Oman’s Sultan Qaboos bin Said Al Said, the Arab world’s longest-serving ruler, has died aged 79, state media reported on Saturday.
“The Diwan of Royal Court announces mourning and disrupts the official work of the public and private sectors for three days and flags at half-mast in the next 40 days,” Xinhua news agency quoted the state TV public channel as saying on Twitter.
The Sultan, who ruled Oman for almost half a century, was unmarried and had no heir or had designated successor, according to media.
Last month he returned home after undergoing medical checks and treatment in Belgium. There were reports he was suffering from cancer, the BBC said in a report.

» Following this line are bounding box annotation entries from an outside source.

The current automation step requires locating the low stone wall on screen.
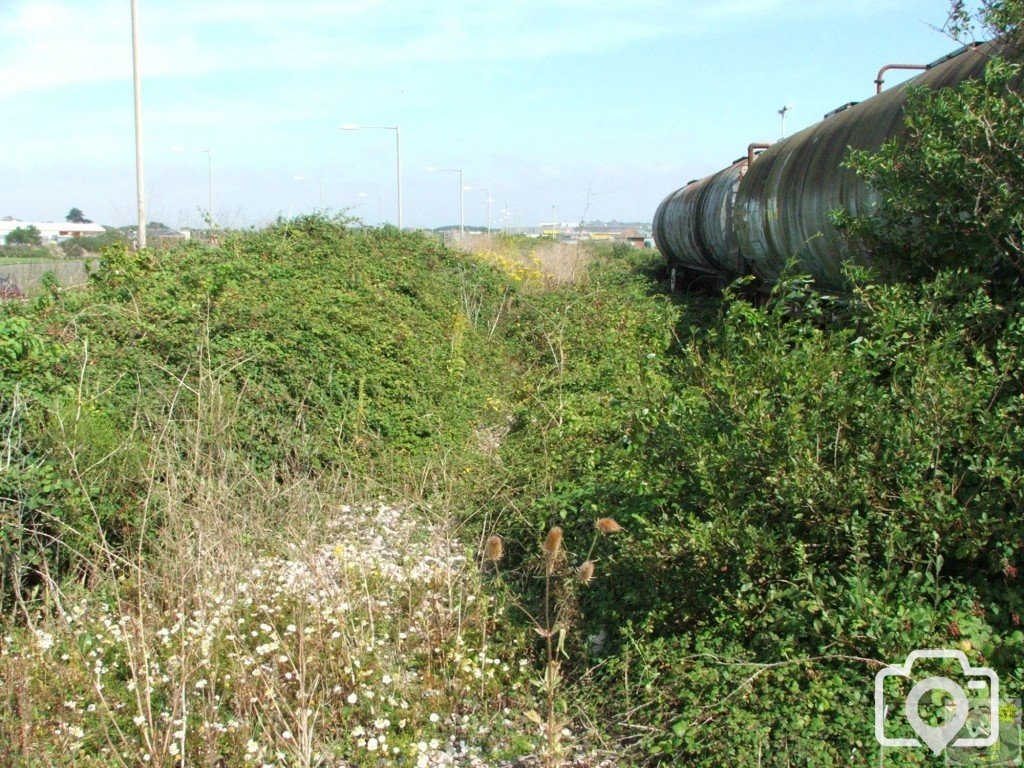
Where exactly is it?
[0,259,99,296]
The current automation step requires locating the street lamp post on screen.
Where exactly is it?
[171,146,217,232]
[427,166,466,239]
[341,123,401,229]
[131,0,145,248]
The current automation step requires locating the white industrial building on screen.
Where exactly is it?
[0,218,106,244]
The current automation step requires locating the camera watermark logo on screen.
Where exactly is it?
[874,650,999,755]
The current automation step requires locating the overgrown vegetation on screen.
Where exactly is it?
[0,3,1024,767]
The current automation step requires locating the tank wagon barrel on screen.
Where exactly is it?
[653,43,998,288]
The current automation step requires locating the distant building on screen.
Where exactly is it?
[0,218,106,244]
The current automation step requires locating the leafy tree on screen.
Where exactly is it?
[7,224,43,246]
[65,208,92,224]
[841,0,1024,279]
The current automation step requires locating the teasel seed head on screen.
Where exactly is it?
[544,525,562,559]
[483,534,505,562]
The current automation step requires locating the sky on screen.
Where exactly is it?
[0,0,978,227]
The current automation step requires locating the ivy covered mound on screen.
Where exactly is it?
[0,217,520,605]
[2,217,507,469]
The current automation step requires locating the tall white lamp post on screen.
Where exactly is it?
[171,146,217,231]
[131,0,145,248]
[341,123,401,229]
[427,166,466,239]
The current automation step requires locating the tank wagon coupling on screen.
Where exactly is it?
[653,43,1004,289]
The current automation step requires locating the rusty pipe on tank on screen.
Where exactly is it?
[746,142,771,166]
[874,65,928,95]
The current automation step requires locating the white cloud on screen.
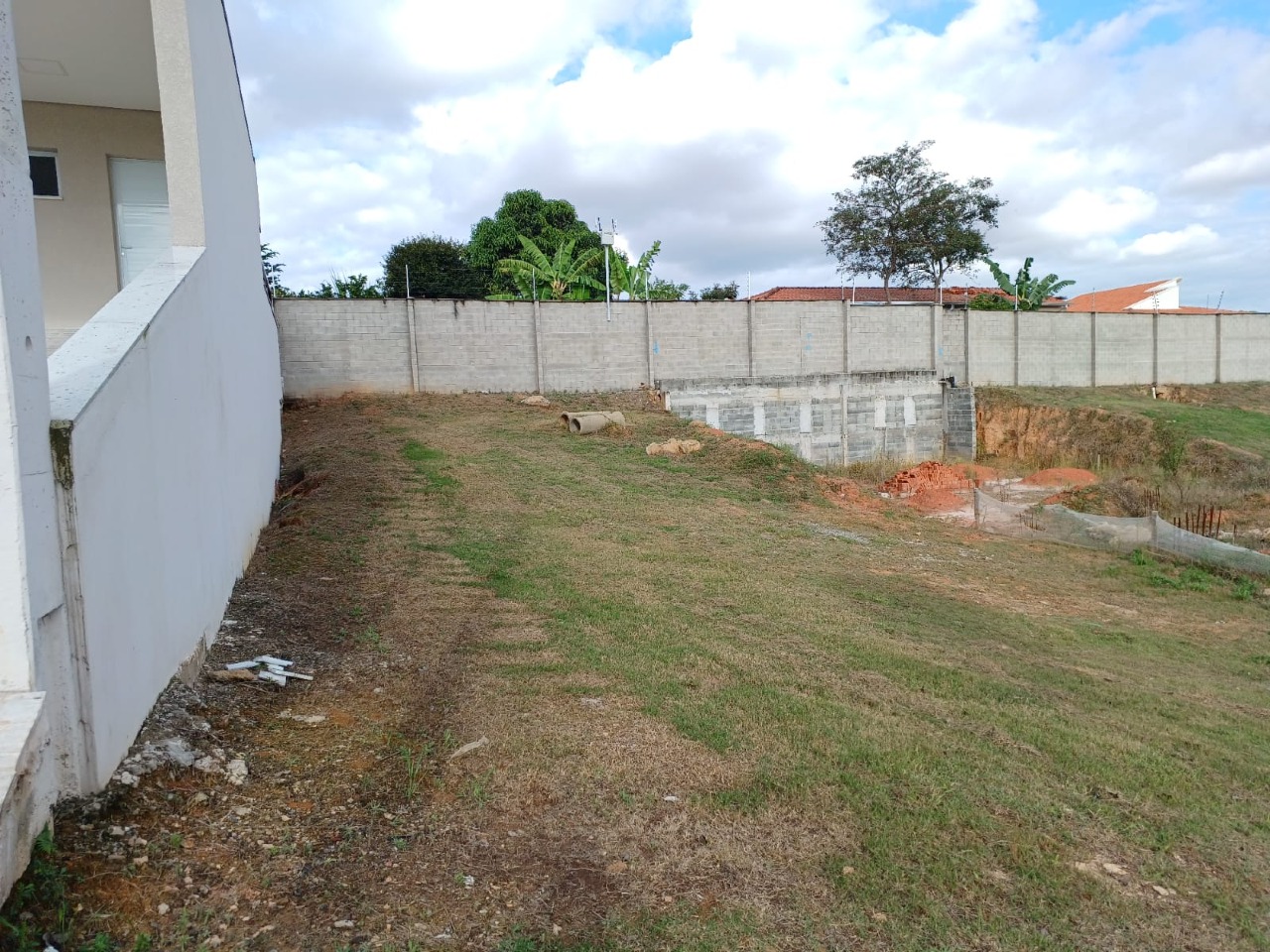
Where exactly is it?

At the age of 29, Sultan Qaboos in 1970 deposed his father Said bin Taimur in a bloodless coup with British support and using its oil wealth, he then set Oman on a path to development.
According to the sultanate’s Basic Statute, the Royal Family Council – comprising about 50 male members – should choose a new Sultan within three days of the throne falling vacant.
If the family cannot agree, members of the defence council and the chairmen of the Supreme Court, the Consultative Council and the State Council will open a sealed envelope in which Sultan Qaboos secretly recorded his choice and enthrone that person.
The sultan is the paramount decision-maker in Oman and also holds the positions of the prime minister, supreme commander of the armed forces, minister of defence, minister of finance and minister of foreign affairs.